In our last post, we used the PDT’s VMCreator.ps1 script to create all the VMs that are required to setup all System Center components.

Now, we are going to use the Installer.ps1 script to finish the installation.

Installer.PS1 SCRIPT

Start by running PowerShell command prompt as Administrator. Right-click on PowerShell and choose ‘Run As Administrator’.

Administrative PowerShell Prompt

In the PowerShell command prompt, change the working directory to where the Installer.ps1 script is located (in my example, in the Downloads folder); for example: cd “C:\Users\Adin\Downloads”.

Before running the script to execute the installation, it is best to run the validation option first, to ensure everything is in place. To do this, run the Installer.ps1 script with the “-ValidateOnly” parameter, like this: PS C:\Users\Administrator\Downloads\PDT2.5.2509> .\Installer.ps1 -ValidateOnly. This will initiate the validation, which checks things like the VMs, dependencies, SQL Server installations, and media for installation.

As you can see in my lab example, the Media validation has failed.

PDTInstallerScript-MediaValidationFailed

You will notice that the Installer.ps1 script is looking for the media in the C:\Temp directory. But wait, didn’t we download all of the required files by running the Donwloader.ps1 script? Yes we did. Then why is this validation failing?

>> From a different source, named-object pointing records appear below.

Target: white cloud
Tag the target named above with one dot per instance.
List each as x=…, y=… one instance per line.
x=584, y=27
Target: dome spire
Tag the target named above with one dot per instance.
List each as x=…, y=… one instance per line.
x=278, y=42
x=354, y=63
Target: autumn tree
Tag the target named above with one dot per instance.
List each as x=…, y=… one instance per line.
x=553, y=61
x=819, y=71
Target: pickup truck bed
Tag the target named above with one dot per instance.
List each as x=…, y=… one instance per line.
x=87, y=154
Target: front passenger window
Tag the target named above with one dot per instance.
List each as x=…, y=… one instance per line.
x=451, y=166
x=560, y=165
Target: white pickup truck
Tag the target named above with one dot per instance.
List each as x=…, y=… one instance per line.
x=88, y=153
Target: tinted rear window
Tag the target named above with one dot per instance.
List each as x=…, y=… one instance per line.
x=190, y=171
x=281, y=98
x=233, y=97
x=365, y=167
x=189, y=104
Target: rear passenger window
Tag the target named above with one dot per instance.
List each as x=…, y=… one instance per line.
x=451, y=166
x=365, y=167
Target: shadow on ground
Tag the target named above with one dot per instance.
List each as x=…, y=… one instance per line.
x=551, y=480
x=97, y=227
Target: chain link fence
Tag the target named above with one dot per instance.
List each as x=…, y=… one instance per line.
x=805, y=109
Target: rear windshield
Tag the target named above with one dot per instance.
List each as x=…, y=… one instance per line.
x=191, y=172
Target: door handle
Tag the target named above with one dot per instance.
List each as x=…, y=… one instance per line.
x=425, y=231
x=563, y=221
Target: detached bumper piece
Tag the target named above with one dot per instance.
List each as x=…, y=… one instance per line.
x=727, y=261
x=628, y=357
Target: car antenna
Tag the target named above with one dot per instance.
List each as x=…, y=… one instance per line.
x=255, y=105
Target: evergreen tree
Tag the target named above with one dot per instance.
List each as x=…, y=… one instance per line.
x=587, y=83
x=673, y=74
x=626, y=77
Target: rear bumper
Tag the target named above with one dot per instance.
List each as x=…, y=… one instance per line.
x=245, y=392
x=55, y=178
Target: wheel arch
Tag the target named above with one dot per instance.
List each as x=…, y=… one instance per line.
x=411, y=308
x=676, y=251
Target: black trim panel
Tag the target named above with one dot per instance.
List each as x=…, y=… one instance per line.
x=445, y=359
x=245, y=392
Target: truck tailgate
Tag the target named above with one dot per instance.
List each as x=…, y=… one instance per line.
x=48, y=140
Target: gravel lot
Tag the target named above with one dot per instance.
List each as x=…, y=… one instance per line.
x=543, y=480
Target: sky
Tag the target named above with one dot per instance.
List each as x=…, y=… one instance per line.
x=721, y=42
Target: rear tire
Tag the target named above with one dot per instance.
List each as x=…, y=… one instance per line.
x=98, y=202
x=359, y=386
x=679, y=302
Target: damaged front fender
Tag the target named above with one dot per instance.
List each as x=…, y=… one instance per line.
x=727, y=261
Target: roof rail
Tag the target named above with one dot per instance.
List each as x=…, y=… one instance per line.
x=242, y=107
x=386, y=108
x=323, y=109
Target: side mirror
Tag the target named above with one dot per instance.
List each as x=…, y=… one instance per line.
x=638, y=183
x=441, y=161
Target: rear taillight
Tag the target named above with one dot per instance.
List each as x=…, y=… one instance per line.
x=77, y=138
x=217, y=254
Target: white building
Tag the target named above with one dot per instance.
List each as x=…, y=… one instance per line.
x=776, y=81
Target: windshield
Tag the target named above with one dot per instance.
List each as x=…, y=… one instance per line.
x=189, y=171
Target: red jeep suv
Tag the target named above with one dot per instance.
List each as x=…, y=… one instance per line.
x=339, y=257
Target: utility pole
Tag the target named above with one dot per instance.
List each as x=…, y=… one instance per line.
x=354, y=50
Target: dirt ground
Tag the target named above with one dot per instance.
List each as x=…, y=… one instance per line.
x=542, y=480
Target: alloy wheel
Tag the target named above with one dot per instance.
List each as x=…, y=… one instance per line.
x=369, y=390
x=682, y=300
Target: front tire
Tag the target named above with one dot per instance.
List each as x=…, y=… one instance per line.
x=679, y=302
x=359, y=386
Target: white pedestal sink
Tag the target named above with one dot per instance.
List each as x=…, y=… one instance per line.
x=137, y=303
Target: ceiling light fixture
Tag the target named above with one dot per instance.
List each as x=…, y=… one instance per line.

Simply, the Downloader.ps1 script downloaded all the required files, but rather than placing them into the C:\Temp directory, it put them in C:\Installer\Prerequisites. If you look at the Variable.xml file, specifically lines #7 and 8, you will see the following:

<Variable Name=”SourcePath” Value=”$SystemDrive\Temp” />
<Variable Name=”Download” Value=”C:\Installer” />

These lines tell the scripts where path to the source files are, and where (originally) to download those files.

So at this point, we have 2 choices. Either we can move all of the files into C:\Temp, or we can change the “SourcePath” directory to match where the files are downloaded to (namely C:\Installer\Prerequisites).

In my case, I’ll just move the files. But if you want, you could modify the SourcePath variable.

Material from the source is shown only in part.